Irish investors spent a massive €2.5 billion in the UK in 2003. This year,they are expected to spend over €500m on European commercial property - and central and eastern European markets are becoming increasingly attractive. Jack Fagan, Property Editor, reports
Irish investors spent €2.5 billion on commercial property in the UK during 2003 as against €900 million at home, according to research published today by property consultants CB Richard Ellis Gunne.
The report said that while market conditions in the UK showed many similarities with the Irish property market, a better choice of product, greater yield potential, cheaper transaction costs and better quality covenants were available in the UK. Tight supply in the domestic market was the was the main factor in attracting Irish investors to the UK.

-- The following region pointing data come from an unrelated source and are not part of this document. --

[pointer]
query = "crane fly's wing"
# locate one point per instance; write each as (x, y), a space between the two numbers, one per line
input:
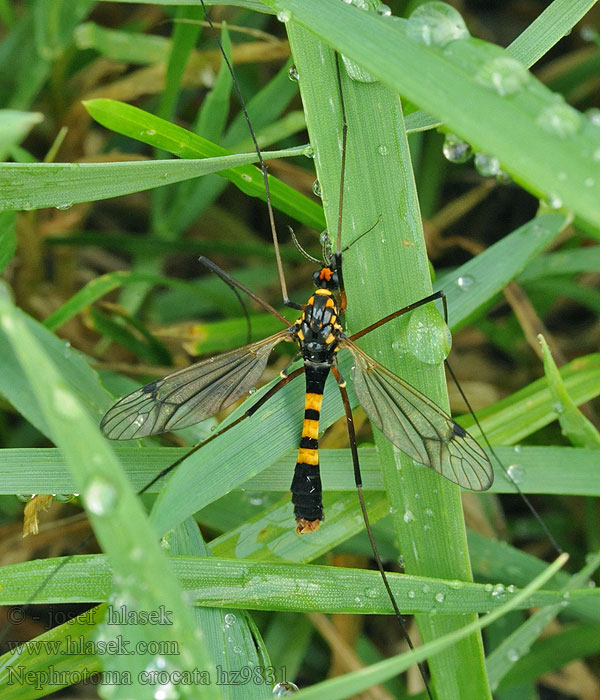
(417, 426)
(189, 395)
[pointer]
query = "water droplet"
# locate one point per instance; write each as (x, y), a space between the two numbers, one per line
(499, 591)
(503, 178)
(559, 119)
(63, 497)
(283, 689)
(455, 149)
(436, 24)
(486, 165)
(588, 33)
(101, 497)
(503, 74)
(356, 72)
(515, 473)
(554, 201)
(465, 282)
(65, 403)
(428, 336)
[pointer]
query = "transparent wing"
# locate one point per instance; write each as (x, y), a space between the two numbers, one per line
(417, 426)
(189, 395)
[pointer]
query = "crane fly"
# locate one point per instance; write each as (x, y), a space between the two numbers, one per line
(410, 420)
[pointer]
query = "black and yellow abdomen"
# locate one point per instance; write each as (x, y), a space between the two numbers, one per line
(317, 331)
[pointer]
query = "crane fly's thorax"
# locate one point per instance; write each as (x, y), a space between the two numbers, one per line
(318, 329)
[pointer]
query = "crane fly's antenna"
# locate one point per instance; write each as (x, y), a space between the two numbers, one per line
(261, 162)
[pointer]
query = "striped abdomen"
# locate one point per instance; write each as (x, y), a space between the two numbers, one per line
(306, 484)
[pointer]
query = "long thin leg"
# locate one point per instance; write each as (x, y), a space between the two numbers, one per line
(273, 390)
(400, 312)
(234, 283)
(358, 481)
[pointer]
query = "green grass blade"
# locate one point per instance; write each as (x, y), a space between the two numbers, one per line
(390, 269)
(35, 185)
(503, 658)
(159, 133)
(546, 146)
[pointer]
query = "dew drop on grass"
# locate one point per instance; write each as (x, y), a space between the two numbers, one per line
(428, 336)
(515, 473)
(504, 75)
(455, 149)
(284, 689)
(383, 10)
(554, 200)
(559, 119)
(487, 165)
(436, 24)
(356, 72)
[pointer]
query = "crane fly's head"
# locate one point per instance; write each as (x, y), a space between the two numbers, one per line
(326, 278)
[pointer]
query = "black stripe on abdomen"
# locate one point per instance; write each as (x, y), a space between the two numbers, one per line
(306, 486)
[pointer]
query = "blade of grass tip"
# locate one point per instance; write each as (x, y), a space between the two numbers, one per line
(118, 520)
(517, 644)
(386, 270)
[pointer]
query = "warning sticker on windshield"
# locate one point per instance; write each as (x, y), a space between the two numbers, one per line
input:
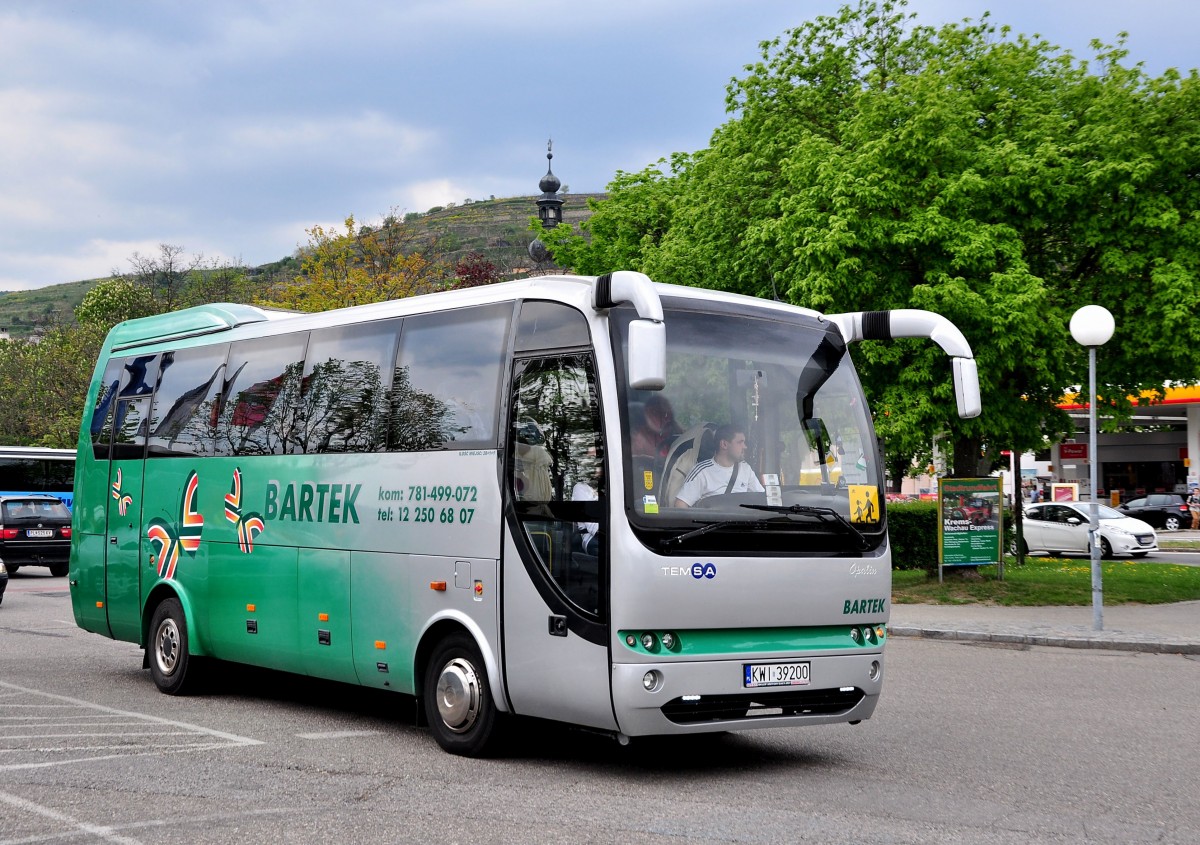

The report shows that 52 per cent of Irish commercial investments in the UK last year was based on the office market; 42 per cent was targeted at retails, 3 per cent on industrial property, 2 per cent on a mixture of office and retail investments and 1 per cent in other forms of investment.
Caroline McCarthy, director of European investment at the agency, said the appetite for retail property was currently dominating Irish investor demand with well-let prime high street retail premises throughout the UK highly sought after by Irish investors.
Prime yields for such investments had come under pressure in the last six months, contracting to about 5.25 to 5.5 per cent for lot sizes of between €5 million and €10 million, and substantially lower yields for smaller lot sizes.
With signs of recovery in the office sector in central London now emerging, demand for office property was improving with strong competition for development site opportunities in particular.
Gunne is forecasting that Irish investors will spend over €500 million on European commercial property in 2004, as many seek to diversify their property portfolios.
With continued demand for office and retail opportunities in prime cities in western Europe , particularly Paris and Brussels, emerging markets in central and eastern Europe were becoming increasingly attractive to Irish investors considering the yields available in these markets.
Gunne says that the 12.7 per cent returns from the Irish market last year represented the bottom of the current cycle and the market is once again on an upward trajectory.
That said, the agency says it does not foresee a return to the heady heights of the late 1990s when returns frequently exceeded 30 per cent.
Instead, considering that prime yields had contracted significantly, the agency does not expect that returns will "stray much above 10 per cent in 2004".
The total spend on investment propertywill also contract simply as a result of the scarcity of good quality investment stock.